For healthcare professionals only

Research Article

Prospective study of prenatal screening for Down's syndrome with free beta human chorionic gonadotrophin.

BMJ 1993; 307 doi: (Published 25 September 1993) Cite this as: BMJ 1993;307:764
  1. K Spencer,
  2. P Carpenter
  1. Department of Clinical Biochemistry, Oldchurch Hospital, Romford, Essex.
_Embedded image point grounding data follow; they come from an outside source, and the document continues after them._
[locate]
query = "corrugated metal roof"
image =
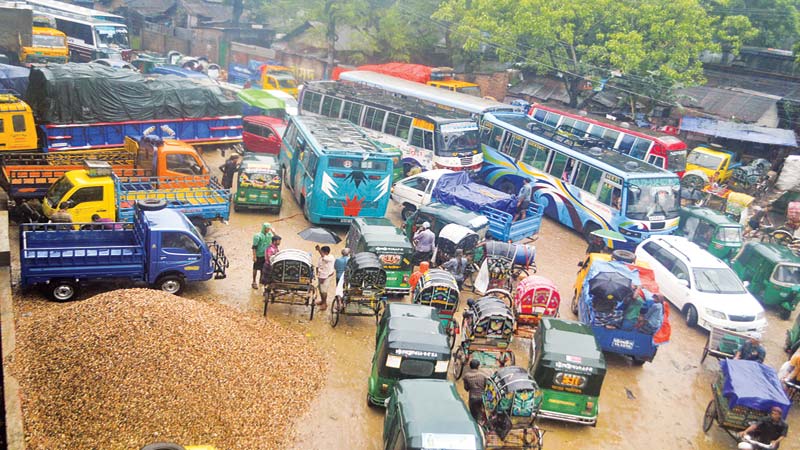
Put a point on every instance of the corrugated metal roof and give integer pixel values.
(739, 131)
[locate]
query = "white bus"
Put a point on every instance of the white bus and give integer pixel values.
(454, 101)
(90, 34)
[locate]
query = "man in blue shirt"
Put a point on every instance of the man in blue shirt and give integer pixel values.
(523, 199)
(341, 263)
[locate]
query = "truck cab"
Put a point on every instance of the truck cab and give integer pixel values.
(17, 129)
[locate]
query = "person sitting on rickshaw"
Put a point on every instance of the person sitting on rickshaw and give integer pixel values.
(653, 318)
(457, 266)
(770, 430)
(751, 349)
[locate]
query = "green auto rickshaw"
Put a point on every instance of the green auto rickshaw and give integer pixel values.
(259, 183)
(793, 337)
(411, 343)
(429, 414)
(773, 274)
(569, 368)
(711, 230)
(379, 235)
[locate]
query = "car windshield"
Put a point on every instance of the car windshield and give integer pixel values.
(57, 191)
(44, 40)
(653, 198)
(705, 160)
(718, 281)
(112, 36)
(461, 138)
(676, 161)
(729, 234)
(787, 273)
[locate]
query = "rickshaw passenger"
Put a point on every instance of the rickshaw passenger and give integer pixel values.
(653, 318)
(457, 265)
(751, 349)
(632, 309)
(770, 430)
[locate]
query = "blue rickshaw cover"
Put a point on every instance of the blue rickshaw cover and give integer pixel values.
(753, 385)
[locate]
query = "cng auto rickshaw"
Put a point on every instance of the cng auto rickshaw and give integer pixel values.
(511, 401)
(378, 235)
(773, 274)
(259, 184)
(429, 414)
(711, 230)
(569, 367)
(411, 343)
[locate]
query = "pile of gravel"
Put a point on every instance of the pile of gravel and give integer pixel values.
(130, 367)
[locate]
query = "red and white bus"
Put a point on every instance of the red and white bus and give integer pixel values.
(665, 151)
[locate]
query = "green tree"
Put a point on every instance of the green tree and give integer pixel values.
(584, 42)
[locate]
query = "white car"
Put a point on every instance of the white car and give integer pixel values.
(706, 291)
(415, 191)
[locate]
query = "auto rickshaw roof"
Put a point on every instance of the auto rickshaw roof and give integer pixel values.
(775, 253)
(381, 232)
(433, 407)
(456, 214)
(570, 342)
(710, 215)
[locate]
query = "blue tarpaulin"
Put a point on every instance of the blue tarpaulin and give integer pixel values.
(457, 189)
(753, 385)
(739, 131)
(14, 79)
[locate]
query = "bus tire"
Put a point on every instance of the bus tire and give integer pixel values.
(151, 204)
(407, 211)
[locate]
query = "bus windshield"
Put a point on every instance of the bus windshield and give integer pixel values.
(705, 160)
(112, 36)
(653, 198)
(459, 138)
(676, 160)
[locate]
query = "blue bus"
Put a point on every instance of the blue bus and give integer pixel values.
(334, 171)
(583, 188)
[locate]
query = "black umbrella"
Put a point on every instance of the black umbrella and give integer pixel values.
(610, 286)
(321, 235)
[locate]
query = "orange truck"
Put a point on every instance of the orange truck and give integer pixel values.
(27, 176)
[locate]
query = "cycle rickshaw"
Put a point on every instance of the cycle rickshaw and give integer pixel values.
(360, 291)
(487, 328)
(289, 280)
(438, 288)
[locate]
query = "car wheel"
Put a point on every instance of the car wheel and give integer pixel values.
(690, 313)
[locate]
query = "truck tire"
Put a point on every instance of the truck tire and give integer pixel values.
(171, 284)
(62, 290)
(163, 446)
(151, 204)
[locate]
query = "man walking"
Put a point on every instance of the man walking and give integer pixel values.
(474, 382)
(523, 199)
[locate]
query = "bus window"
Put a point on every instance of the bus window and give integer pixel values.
(352, 112)
(558, 164)
(331, 106)
(535, 155)
(373, 119)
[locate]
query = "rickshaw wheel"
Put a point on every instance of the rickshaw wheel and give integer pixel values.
(709, 416)
(336, 305)
(459, 359)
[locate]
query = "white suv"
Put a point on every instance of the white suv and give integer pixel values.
(704, 288)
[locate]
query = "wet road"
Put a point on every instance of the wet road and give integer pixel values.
(657, 406)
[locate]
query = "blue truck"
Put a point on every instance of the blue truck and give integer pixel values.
(160, 247)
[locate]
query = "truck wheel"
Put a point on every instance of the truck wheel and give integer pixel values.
(151, 204)
(171, 284)
(407, 211)
(62, 291)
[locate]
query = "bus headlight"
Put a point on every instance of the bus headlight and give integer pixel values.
(393, 361)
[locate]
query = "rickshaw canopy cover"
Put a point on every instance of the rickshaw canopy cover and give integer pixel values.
(753, 385)
(458, 189)
(433, 407)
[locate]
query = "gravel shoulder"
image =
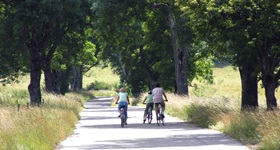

    OBJECTIVE--To assess the value and impact of a screening programme for Down's syndrome that uses the two maternal serum markers: alpha fetoprotein and free beta human chorionic gonadotrophin. DESIGN--All women booked into clinics were screened. Further tests were offered to women with a risk of one in 300 or greater of having an affected baby. Follow up of outcome of all pregnancies. SETTING--Biochemical screening laboratory serving two health districts. SUBJECTS--8179 women of all ages with singleton pregnancies screened between 15 and 22 weeks' gestation from 1 April 1991 to 31 March 1992. MAIN OUTCOME MEASURES--Detection rate of Down's syndrome, false positive rate, uptake of screening, uptake of amniocentesis in women identified as at increased risk, prevalence of Down's syndrome at birth. RESULTS--Overall 89% (8317/9345) of women underwent screening. The rate of detection of Down's syndrome was 69% (11/16; 95% confidence interval 41 to 89%) with a 5.2% false positive rate (426/179; 4.7 to 5.7%). In women under 30 the detection rate was 50% (four out of eight; 32 to 86%) Uptake of amniocentesis was 89% (389/437), resulting in a reduction of prevalence of Down's syndrome at birth from 1.1 per 1000 in previous years (66/59,696) to 0.4 per 1000 during the screening year (4/9345). Additionally, several other abnormalities were identified. CONCLUSION--The benefit of a high detection rate with this approach and the additional anomalies identified should encourage others to introduce screening programmes for Down's syndrome that use free beta human chorionic gonadotrophin and alpha fetoprotein.